Scale of Tongue (2017-18). Photo: Lee Bul

She is no Luddite. “Science and progress is always there and while I am scared about how we are trapped by technology, I am also aware that there has always been technological advancement that is really scary for each generation,” she says.

“Without hope we do not feel fear. Thinking about ideals means there’s hope.”

She was fairly forthcoming talking about the Aubade, but one sensed a real reticence when we moved on to Scale of Tongue.

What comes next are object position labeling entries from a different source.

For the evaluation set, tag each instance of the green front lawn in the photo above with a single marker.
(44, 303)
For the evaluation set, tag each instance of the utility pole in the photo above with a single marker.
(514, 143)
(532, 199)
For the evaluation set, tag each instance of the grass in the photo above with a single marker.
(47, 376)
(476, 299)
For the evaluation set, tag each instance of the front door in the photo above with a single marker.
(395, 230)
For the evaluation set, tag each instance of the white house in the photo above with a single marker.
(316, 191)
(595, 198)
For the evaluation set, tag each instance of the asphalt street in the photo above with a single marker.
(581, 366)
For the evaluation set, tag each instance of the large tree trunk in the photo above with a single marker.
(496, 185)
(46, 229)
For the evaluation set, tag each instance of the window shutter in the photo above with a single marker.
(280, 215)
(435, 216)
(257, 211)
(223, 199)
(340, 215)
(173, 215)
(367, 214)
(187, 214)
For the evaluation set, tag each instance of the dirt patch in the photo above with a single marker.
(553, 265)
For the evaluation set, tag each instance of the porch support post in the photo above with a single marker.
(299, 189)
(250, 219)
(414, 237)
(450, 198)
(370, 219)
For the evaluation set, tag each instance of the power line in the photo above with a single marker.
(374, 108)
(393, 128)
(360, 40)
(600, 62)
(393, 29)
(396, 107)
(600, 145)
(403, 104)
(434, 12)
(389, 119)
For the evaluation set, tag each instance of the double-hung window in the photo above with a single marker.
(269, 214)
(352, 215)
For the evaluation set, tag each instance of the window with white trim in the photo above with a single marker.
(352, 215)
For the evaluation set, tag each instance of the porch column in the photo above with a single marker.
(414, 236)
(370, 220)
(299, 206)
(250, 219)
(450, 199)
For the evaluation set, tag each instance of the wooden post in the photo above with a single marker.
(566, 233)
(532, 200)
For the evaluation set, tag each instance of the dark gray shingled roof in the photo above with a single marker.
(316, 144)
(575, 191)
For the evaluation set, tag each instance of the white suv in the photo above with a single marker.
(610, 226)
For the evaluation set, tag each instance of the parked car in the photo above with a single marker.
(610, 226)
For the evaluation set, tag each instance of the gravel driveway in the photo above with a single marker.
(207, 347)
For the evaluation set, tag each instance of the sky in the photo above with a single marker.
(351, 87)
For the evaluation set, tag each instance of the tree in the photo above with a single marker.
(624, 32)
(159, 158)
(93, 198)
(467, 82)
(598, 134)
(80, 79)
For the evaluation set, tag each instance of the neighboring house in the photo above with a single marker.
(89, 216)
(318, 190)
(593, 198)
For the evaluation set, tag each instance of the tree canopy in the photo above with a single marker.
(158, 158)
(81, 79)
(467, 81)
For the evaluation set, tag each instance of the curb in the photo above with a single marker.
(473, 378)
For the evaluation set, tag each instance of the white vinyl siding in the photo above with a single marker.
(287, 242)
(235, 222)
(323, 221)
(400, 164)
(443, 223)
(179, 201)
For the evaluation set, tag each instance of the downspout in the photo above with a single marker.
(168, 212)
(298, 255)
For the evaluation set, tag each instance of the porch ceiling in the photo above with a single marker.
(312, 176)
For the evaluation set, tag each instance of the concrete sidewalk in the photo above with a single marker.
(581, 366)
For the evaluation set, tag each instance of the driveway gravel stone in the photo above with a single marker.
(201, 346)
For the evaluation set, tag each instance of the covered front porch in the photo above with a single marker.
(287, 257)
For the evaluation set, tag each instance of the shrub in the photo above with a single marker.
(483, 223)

The horror of witnessing on live television the failed rescue attempt of the ship – full mostly of secondary school children – after it had been abandoned by its captain remains fresh five years later, she says. She suggests that making the artwork was an attempt to understand the complex emotions that the incident stirred up across the country.

“It’s not just the horror. Today, we are still in that moment. It’s not over. We feel. I feel. Also, we know. And I know. I can’t do anything to change it. I am not powerful. But I had to do something,” she says.

She seemed itching to talk about why she chose the tongue as an image, but she didn’t want to say too much. “Perhaps people should ask why I used ‘scale’ in the title. The scale of language and civilisation maybe?” she hesitatingly suggests.

She says she will be coming to Hong Kong in June for the opening of “Five Artists: Sites Encountered”, a group exhibition in which artists were asked to respond to the M+ Pavilion space in the West Kowloon Cultural District. Lee says she will be showing maquettes of her large-scale sculptures. We will be on hand to question her further about her practice.